Re: Restart my program failed ?

From: Paul H. Hargrove (PHHargrove_at_lbl_dot_gov)
Date: Fri Jan 18 2008 - 12:04:19 PST

  • Next message: Locus Jackson: "Re: Restart my program failed ?"
    Locus,
    
      BLCR callbacks run when the checkpoint is taken.  In your vase it runs 
    at some indeterminate spot between entering cr_request_checkpoint() and 
    leaving cr_poll_checkpoint().  The portions of the function before 
    "cr_checkpoint()" run before the actual checkpoint is taken, and the 
    parts after calling cr_checkpoint() run after the checkpoint is saved.  
    The return code from cr_checkpoint() is 0 when the checkpoint is taken.  
    However when restarting, the cr_checkpoint() call returns something 
    greater than zero (see "man setjmp" for a similar behavior in the POSIX 
    APIs).  That is why the callback I provided says "if (rc>0) 
    --global_number", so that (if global_number started at 1) the program 
    will see global_number=1 the first time in reaches the line you've 
    marked as "//B", but wen restarted will see zero (thus restarting 
    exactly once).
      One thing you should change is to call cr_register_callback() only 
    once (I suggest in main()), rather then each time you request a 
    checkpoint.  If you register it multiple times it will get called 
    multiple times and at restart you might get global_number<0 (which will 
    still cause your program to restart nearly forever).
    
    -Paul
    
    Locus Jackson wrote:
    > Hi,
    > Thank you for your suggestion.
    > I set global_number to 1 to have a try,but if global_number is equal 
    > to 1,it will not call function call_restart() any more.
    >                                  int global_number=1;
    >                                  int main()
    >                                  {
    >                                        ......
    >                                        set_checkpoint(); //A
    >                                        ......
    >                                        while(global_number)  //B
    >                                           call_resart(filename); //C
    >                                       ......
    >                                  }
    > at place B,the global_number is equal to 0,it will not call 
    > call_restart,thus I will not restart in my program for only once.
    > So is there any method that I can have a chance to call 
    > call_restart(),maybe  one time is also ok?
    > And,  I also  want to  know , in my function set_checkpoint(),will 
    > callback function callback() function be called before 
    > cr_request_checkpoint() or after it?

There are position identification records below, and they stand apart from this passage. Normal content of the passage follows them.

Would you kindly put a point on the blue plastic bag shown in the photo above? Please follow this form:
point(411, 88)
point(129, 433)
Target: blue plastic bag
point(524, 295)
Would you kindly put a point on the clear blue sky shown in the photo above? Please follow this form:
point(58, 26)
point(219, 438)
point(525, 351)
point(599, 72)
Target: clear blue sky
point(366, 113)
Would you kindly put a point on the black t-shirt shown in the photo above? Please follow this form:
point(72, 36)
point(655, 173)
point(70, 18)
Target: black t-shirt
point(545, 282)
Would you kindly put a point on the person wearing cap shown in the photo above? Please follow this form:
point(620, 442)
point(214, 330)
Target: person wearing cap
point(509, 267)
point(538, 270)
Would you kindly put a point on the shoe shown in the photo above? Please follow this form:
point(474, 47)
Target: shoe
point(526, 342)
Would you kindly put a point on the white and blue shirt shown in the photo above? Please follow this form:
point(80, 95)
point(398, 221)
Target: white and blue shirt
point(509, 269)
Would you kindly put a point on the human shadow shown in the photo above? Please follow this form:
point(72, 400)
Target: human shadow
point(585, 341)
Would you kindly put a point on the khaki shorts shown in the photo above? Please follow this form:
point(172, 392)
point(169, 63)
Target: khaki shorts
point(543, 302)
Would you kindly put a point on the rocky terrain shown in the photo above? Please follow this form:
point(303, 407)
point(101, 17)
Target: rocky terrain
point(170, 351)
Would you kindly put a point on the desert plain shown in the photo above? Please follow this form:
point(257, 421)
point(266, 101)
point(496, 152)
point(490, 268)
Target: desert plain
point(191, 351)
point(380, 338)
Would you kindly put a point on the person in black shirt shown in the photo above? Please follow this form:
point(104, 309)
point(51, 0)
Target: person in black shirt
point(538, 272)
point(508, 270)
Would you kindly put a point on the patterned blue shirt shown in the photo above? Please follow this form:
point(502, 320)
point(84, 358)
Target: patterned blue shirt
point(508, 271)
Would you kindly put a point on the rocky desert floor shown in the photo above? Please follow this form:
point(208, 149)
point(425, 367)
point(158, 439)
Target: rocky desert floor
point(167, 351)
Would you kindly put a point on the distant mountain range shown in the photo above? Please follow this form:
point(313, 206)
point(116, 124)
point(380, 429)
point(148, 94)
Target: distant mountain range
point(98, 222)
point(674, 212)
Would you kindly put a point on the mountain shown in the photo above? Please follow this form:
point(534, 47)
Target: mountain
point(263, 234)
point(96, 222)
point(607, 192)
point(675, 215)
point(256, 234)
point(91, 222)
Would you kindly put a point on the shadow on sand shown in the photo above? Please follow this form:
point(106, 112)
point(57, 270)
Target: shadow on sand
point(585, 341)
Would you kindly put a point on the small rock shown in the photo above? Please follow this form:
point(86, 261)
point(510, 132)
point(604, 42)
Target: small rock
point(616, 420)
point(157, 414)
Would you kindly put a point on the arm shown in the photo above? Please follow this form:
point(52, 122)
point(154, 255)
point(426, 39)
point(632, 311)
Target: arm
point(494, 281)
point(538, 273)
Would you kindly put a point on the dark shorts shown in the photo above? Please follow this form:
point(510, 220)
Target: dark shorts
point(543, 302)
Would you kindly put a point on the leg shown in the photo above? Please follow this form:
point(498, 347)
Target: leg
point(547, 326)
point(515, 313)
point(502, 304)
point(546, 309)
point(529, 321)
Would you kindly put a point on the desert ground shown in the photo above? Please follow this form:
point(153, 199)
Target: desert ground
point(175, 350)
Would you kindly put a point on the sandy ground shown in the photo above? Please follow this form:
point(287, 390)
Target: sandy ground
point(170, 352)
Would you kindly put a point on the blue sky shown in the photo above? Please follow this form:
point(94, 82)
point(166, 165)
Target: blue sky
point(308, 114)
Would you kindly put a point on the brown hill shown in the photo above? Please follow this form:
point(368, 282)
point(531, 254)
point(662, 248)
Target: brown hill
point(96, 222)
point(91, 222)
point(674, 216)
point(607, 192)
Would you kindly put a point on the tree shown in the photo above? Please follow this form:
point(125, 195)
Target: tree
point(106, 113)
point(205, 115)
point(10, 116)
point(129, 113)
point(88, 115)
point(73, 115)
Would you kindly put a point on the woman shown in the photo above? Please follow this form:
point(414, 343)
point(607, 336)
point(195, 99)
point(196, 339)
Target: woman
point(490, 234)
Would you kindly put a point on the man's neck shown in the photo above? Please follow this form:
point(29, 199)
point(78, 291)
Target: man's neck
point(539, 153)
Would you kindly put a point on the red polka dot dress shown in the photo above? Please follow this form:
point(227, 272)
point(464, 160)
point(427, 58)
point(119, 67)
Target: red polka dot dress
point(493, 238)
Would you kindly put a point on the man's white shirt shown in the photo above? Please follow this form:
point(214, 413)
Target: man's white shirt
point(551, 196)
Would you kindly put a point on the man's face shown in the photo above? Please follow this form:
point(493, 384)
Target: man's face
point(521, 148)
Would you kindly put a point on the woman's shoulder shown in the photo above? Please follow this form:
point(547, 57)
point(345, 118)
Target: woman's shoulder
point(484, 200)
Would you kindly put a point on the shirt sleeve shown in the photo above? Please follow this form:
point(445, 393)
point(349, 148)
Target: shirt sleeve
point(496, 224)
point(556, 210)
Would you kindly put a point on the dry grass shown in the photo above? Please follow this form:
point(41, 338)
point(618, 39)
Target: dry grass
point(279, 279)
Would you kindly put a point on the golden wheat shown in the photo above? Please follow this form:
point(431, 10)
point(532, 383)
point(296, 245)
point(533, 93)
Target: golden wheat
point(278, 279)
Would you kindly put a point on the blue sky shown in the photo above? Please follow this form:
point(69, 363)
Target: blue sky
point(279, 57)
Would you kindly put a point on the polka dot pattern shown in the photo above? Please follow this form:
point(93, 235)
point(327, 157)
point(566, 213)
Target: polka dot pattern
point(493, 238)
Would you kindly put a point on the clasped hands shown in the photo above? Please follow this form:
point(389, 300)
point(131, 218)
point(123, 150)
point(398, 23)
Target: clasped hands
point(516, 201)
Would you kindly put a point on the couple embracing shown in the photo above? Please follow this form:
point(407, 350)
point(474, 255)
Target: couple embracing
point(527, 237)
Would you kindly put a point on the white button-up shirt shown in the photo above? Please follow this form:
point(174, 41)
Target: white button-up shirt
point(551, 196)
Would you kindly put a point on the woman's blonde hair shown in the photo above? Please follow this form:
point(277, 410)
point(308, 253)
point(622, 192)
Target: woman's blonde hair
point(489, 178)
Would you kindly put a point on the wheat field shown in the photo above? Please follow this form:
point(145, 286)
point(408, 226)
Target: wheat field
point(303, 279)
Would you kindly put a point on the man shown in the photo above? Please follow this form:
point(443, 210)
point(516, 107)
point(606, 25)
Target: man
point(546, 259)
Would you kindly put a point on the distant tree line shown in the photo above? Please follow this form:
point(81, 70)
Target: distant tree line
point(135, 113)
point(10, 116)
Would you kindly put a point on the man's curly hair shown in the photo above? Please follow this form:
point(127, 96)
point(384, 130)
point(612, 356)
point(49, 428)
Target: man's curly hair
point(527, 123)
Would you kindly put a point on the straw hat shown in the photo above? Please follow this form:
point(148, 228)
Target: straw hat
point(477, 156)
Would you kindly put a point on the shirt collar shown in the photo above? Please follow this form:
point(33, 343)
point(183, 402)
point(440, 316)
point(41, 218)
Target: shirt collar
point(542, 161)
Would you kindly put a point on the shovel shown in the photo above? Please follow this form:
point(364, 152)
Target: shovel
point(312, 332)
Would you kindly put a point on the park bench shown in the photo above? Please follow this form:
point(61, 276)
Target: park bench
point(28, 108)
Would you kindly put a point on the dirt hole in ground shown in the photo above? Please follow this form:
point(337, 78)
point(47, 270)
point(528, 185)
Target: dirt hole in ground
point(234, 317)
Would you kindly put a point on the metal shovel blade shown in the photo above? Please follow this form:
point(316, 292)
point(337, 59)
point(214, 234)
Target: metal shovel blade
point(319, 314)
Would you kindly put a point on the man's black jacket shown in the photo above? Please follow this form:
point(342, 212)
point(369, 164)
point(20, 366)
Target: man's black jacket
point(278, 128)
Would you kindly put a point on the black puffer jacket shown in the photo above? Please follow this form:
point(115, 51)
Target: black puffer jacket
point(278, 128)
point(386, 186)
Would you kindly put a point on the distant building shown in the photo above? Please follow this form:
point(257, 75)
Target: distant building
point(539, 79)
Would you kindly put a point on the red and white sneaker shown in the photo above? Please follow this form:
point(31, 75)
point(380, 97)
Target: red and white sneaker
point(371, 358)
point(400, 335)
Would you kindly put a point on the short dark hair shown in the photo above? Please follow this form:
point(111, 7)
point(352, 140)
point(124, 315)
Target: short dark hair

Does a callback function 
    > automatically be invoked before calling a function to
    > set a checkpoint?
    > Thank you for your help.
    >
    > Regards
    > Locus.
    >
    > ----- Original Message ----
    > From: Paul H. Hargrove <PHHargrove_at_lbl_dot_gov>
    > To: Locus Jackson <locus_jackson_at_yahoo_dot_com>
    > Cc: checkpoint <checkpoint_at_lbl_dot_gov>
    > Sent: Thursday, January 17, 2008 3:32:32 AM
    > Subject: Re: Restart my program failed ?
    >
    > I guess I answered too quickly last time, because what I proposed will
    > *not* result in restarting twice.  If you start with global_number=1,
    > then the callback will decrement it to zero when restarted, and you will
    > see your program restart exactly once.  However, if you start with
    > global_number=2, then each restart decrements it from 2 to 1, never
    > going lower.
    >
    > I don't have a good suggestion as to how to restart exactly twice from
    > *inside* your program.  BLCR is most often used with some outside
    > program controlling the restarts.
    >
    > -Paul
    >
    > Locus Jackson wrote:
    > > Hi,
    > > Once using a callback mechanism,my program will never stop.Maybe I
    > > still can not understand your meaning.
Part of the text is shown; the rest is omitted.